Group of people at a music festival

It’s time to dig out your wellies, dust off your tent and hunt for that hard-earned ticket you spent ages queuing online for. The festival season is upon us.

Whether you’re off to one of the smaller, more intimate festivals, or descending upon the pop-up sensation that is Glastonbury – the festival checklist is always the same.

Wellies: check. Trendy (or outrageous) hat: check. A waterproof tent: well, fingers crossed.

Even if you do forget something, you can usually improvise – ask anyone who’s ever rocked the bin-bag poncho look.

But even so, there are a few small things well-worth taking. Don’t forget these five festival essentials.

1. A water bottle

Man with a backpack drinking from a waterbottle

You’ve woken up in your tent with a headache. Your throat feels as dry as the Sahara desert. These are signs of dehydration. Luckily the humble water bottle (filled up at the free water point beforehand) will quench your thirst and rehydrate you.

Hot weather, drinking alcohol, long hours spent exploring the festival and excessive sweating in crowds – these can all lead to dehydration.

How to help with dehydration

The trick to both preventing and helping with dehydration is to drink plenty of non-alcoholic fluids.

Drinking water should help you feel as right as rain again. But it’s even better if you can replace the lost salts as well through things like isotonic drinks.

And if you don’t have them, drinks like coconut water, milk or even a nice cup of tea should do the trick.

2. Plasters

Group of backpackers on walking to a music festival

You may have to lug your backpack a fair distance upon arrival at the festival site – so you want to pack light. A fully-stocked first aid kit is probably not high up on your festival checklist.

Most things from a first aid kit you can manage without and improvise from your bag.

But at least bring a handful of assorted plasters, stuffed into the nooks and crannies of your bag.

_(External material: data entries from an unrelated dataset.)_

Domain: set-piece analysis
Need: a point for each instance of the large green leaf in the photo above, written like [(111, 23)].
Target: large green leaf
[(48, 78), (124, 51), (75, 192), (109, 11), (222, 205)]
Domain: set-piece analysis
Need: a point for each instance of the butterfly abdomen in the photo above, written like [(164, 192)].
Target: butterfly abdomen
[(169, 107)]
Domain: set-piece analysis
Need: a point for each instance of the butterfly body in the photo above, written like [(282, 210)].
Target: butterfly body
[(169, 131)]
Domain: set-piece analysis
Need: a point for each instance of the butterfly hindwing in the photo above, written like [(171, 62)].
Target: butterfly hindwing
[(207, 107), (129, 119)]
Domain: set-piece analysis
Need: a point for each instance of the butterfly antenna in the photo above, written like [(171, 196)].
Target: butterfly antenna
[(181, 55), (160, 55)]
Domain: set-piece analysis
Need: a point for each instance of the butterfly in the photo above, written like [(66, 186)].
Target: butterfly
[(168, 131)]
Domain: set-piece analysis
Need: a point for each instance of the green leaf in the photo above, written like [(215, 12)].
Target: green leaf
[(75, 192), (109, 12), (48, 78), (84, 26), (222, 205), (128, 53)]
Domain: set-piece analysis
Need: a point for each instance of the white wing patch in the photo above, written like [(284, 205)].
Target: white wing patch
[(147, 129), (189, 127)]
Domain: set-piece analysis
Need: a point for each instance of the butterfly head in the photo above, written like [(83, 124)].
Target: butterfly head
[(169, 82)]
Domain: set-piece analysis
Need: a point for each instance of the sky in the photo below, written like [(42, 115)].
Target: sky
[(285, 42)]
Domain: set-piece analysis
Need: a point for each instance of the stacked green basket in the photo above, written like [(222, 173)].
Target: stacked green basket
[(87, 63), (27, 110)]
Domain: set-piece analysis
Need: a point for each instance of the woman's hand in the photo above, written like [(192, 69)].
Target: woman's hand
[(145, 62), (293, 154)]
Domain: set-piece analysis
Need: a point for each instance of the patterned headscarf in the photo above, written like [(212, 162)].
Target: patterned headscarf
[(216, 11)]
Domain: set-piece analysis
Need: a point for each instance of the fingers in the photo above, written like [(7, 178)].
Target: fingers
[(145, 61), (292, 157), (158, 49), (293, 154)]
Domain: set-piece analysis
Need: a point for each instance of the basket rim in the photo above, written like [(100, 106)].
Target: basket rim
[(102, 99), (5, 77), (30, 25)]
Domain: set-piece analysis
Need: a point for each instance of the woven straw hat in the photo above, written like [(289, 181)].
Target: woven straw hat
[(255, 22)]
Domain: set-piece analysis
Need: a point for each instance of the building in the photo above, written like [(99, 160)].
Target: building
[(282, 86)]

How to help with minor cuts and scrapes

Festival environments are often a bit dirtier than everyday life, so plasters will help keep minor cuts and scrapes clean.

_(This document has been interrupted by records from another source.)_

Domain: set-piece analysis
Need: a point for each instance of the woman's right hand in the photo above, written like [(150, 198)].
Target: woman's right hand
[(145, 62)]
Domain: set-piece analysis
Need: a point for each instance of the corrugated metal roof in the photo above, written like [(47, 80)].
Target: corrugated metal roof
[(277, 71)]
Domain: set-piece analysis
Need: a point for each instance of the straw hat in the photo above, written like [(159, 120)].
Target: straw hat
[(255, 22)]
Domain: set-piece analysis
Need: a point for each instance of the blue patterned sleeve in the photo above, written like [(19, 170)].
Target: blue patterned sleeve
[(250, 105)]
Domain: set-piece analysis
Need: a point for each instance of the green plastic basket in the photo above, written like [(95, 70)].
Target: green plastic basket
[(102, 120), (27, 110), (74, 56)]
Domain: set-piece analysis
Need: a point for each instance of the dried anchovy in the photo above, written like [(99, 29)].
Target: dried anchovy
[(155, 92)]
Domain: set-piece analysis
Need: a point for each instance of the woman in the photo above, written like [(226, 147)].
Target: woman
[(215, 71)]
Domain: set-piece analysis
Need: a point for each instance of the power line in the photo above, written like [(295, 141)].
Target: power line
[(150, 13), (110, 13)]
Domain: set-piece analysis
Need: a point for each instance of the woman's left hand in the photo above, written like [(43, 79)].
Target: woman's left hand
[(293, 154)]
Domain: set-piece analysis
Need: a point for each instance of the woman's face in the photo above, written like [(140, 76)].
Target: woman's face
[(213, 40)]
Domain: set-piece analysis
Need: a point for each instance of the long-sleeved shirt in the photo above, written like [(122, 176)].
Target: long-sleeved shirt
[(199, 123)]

Just remember to rinse the cut or scrape with water, or use some wet wipes to clean it before applying the plaster.

3. A plastic bag

Couple sat near their campfire

While no one wants to use too many plastic bags, a clean plastic bag is useful for covering a burn after it’s been cooled.

With bonfires and camp stoves commonplace at festivals, unfortunately so too are burns. And a serious one means you will probably have to leave the festival site. So take extra care.

How to help with a burn

If someone has a burn, cool the affected area under cold running water for ten minutes.

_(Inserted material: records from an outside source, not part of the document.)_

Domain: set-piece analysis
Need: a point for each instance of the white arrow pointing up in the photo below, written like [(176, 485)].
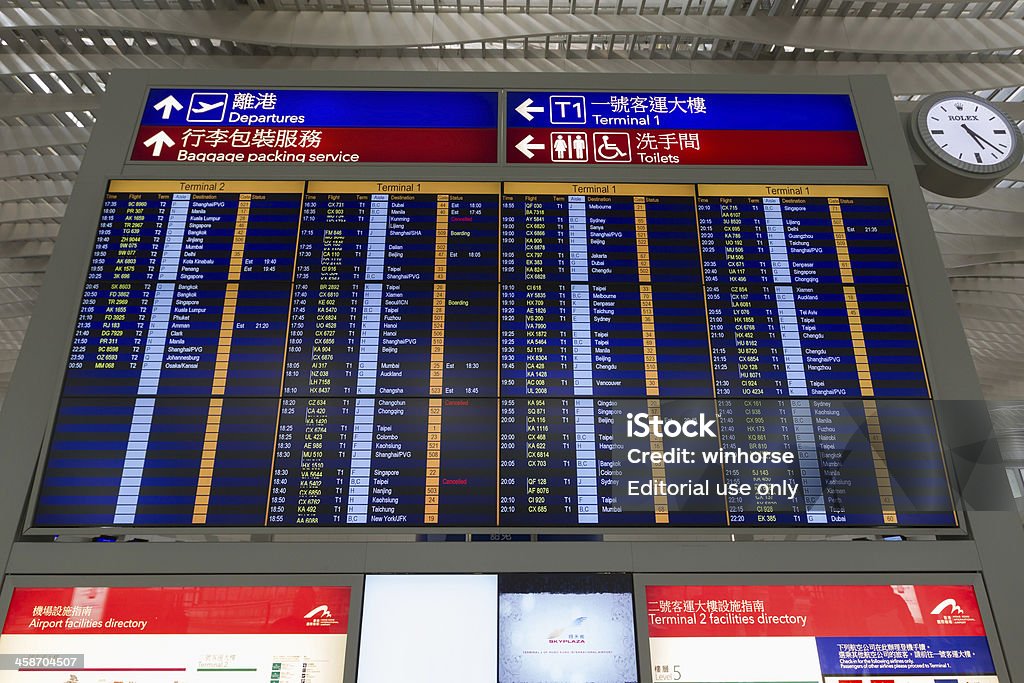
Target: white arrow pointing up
[(524, 146), (525, 111), (158, 141), (167, 103)]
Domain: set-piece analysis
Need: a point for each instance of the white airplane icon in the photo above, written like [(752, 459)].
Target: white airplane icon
[(206, 107)]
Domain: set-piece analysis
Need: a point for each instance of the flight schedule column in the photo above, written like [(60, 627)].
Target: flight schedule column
[(806, 292), (586, 324), (391, 348), (185, 303)]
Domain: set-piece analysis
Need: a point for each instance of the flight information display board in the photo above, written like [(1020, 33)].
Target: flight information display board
[(99, 634), (477, 354)]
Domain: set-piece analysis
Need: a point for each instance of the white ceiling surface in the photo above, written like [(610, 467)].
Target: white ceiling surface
[(55, 56)]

If you are not near running water, reach for your nifty water bottle mentioned earlier to start the cool-down process as soon as possible while you move to a water source.

And if you don’t have that, any cool liquid (including beer and soft drinks) will do. The faster and longer a burn is cooled, the less the impact of the injury.

Once you’ve cooled the burn, place the plastic bag around it gently to help reduce pain and prevent infection by keeping the area clean. Make sure the bag is clean, though, as burns can get infected. You can then seek further medical advice from the dedicated first aid area.

If you do take a plastic bag to a festival, please remember to take it home and recycle it.

More on helping with burns

4. Your meds

A woman taking her inhaler

The last thing you want to do is rock up to a field in the middle of nowhere for around four days and realise you’ve left your inhaler at home.

Remember your medication, whether that’s your inhaler for asthma or your auto-injector for severe allergies.

Make sure you’ve packed them and then keep them on you throughout the festival. Wherever you go, they go.

Top tip for dealing with medical conditions at a festival

If you are going to a festival with a friend who has a medical condition like asthma or severe allergies, get clued up in advance on how to help them in an emergency.

5. The Red Cross first aid app

A man holds a mobile phone that is using the British Red Cross first aid app.

Gone are the days when mobile phones became obsolete the moment you crossed through the festival gates.

With a surge in power packs and charge tents at festivals, you can now keep your mobile phone fully juiced.

And if you have a smart phone, we recommend downloading our free first aid app.

Get it before you go and you’ll have first aid advice at your fingertips throughout the event – no internet needed.

So go forth with your festival essentials and enjoy the festival season.